If we see popular pop portrayals of them, such as Jerry, they have a mouse hole tucked away in a wall leading to a vastly elaborate living environment. And you could say somewhat that they do actually have an elaborate living environment. Not with mini sofas and tables unfortunately. 

Mice typically enter through cracks and holes similar to those in entertainment. Once inside, mice build nests in hidden areas near food sources. Homeowners may also find them living in attics, wall voids, under cabinets or inside crawl spaces. Essentially, they like to keep up the ante and tend to move from one place to another in the house under the shade of night or when there is nobody home.

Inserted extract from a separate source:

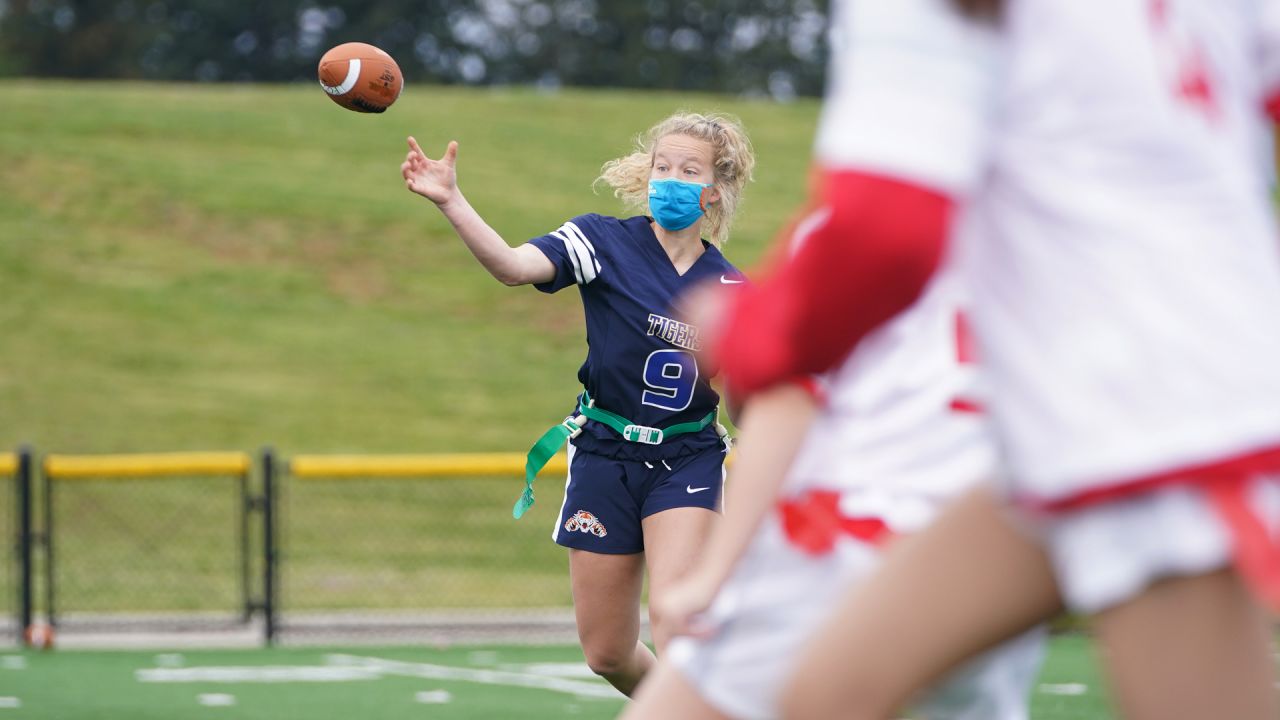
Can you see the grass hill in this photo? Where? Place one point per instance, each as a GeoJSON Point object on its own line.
{"type": "Point", "coordinates": [223, 267]}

Why, though ? Why do you or anybody else in the world have these animals scurrying around the house ? In the UK, the most common reason is the change in the seasons and with urbanisation, many once wild mice have chosen the much cosier choice of a heated home with ample food over that of a den and foraging for some measly seeds and fruit.

Finally, The Question you have all been waiting for. The Cat and Mouse debate. Yes and No. The long fuelled rivalry between these two animals is not completely a result of the media. Cats genuinely have the ability to hunt mice. But as a pest solution, I think it is better to let your cat have a rest.